I suppose there's something to be said for a clash of expectations. From what I've seen of Windows music-management applications, there's been something of an arms race, a relentless push to make things look cooler and more hackery and more dark and mysterious. Yellow text on black backgrounds. Swooshy metallic visual effects. Tiny little letters in blocky technocratic fonts. After looking at things like the AudioGalaxy music player and WMP, it does indeed seem very unlikely that there could be a player from within those ranks who would have the eye-dacity to bring out an application with a spare, conservative appearance, with smooth black letters on a well-padded white and light-blue background, with the major color palette being brushed-metal and beige and blue. How gay!
And that's to say nothing of making features like CD burning simple enough that they require you to do nothing more than click a single button and insert a disc. Or share music from another computer by doing nothing but turning your computer on. Sure, these features look an awful lot like having the hood welded on; but after some examination it just turns out that the access panels are just neatly hidden. Pop one open and you can construct Smart Playlists based on complex database queries into the Library. Pop open another and you can convert between ID3 tag versions or join tracks for large-scale imports. All these features are implemented and exposed in the order of their usefulness; the more esoteric functions are hidden away, and the commonplace ones are out in plain sight, with lots of unused space that in a Windows app would be crammed to the last pixel with control buttons. It's to the point where a user can spend an hour poring through the menus looking for a feature like "Rip CDDA to WAV", when the "Import" button is staring him in the face.

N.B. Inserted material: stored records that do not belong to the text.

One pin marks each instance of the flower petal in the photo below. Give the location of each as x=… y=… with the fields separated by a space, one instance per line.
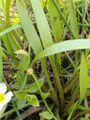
x=8 y=97
x=3 y=87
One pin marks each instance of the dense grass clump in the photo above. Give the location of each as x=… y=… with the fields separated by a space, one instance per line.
x=45 y=59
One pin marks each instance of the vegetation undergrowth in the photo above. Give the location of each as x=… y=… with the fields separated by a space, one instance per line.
x=45 y=59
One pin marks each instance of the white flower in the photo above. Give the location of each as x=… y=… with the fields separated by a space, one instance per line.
x=4 y=97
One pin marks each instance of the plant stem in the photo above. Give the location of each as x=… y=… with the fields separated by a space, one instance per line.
x=54 y=95
x=58 y=82
x=49 y=110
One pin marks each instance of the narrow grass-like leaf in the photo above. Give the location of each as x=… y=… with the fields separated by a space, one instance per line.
x=63 y=47
x=83 y=78
x=42 y=23
x=55 y=21
x=1 y=64
x=73 y=19
x=9 y=29
x=25 y=59
x=28 y=28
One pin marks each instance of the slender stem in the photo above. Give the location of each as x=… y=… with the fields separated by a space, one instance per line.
x=54 y=95
x=61 y=14
x=13 y=103
x=58 y=82
x=49 y=110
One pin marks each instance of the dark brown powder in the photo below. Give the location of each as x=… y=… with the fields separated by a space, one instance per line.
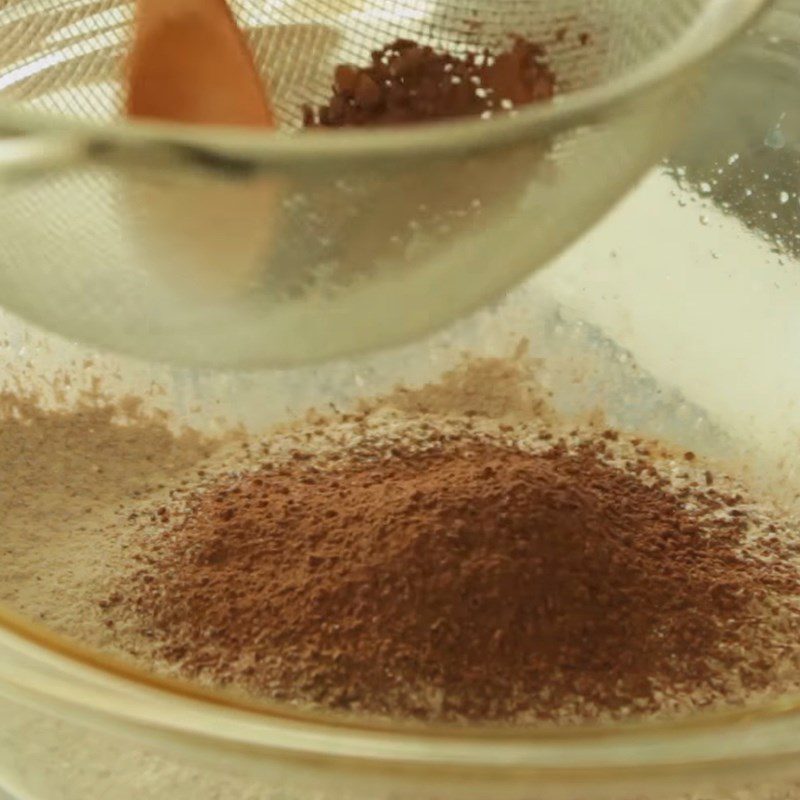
x=407 y=82
x=466 y=579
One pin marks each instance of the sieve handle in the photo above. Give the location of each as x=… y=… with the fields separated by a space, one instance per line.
x=26 y=157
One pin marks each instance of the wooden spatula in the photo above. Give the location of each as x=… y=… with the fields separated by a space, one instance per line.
x=190 y=63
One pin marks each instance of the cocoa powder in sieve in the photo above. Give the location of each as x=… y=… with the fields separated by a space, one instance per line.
x=408 y=82
x=446 y=574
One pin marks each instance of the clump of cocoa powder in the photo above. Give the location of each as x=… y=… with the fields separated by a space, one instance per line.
x=408 y=82
x=445 y=574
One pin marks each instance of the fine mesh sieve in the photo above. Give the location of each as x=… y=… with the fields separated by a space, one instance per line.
x=241 y=249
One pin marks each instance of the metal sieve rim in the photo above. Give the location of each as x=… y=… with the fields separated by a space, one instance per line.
x=719 y=22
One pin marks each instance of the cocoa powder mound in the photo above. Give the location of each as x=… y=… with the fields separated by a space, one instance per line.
x=407 y=82
x=462 y=578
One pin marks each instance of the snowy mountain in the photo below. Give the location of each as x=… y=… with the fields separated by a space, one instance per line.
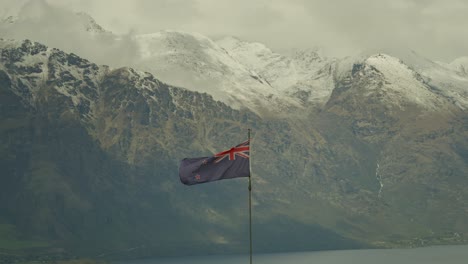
x=196 y=62
x=303 y=74
x=90 y=156
x=239 y=73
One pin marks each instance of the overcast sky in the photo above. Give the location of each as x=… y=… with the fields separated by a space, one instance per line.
x=437 y=29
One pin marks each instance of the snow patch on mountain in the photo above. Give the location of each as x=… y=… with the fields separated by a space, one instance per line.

I don't know what this means for the future of Windows software. Maybe it does mean there's a sea change coming, where Windows software will start to be designed according to what provides the most functionality for the least hassle, instead of which app offers more checkbox items and a more techno-hip interface than the next guy's. From a selfish Mac-snob's perspective, that's bad news-- it means less incentive to buy a Mac. But given that the goal is to enable ordinary people to do extraordinary things, without having to feel afraid of their own tools... well, I can hardly consider this to be a bad development in the scheme of things.
Let the good times roll!
11:48 - There, there
As Marcus puts it: The cycle is complete.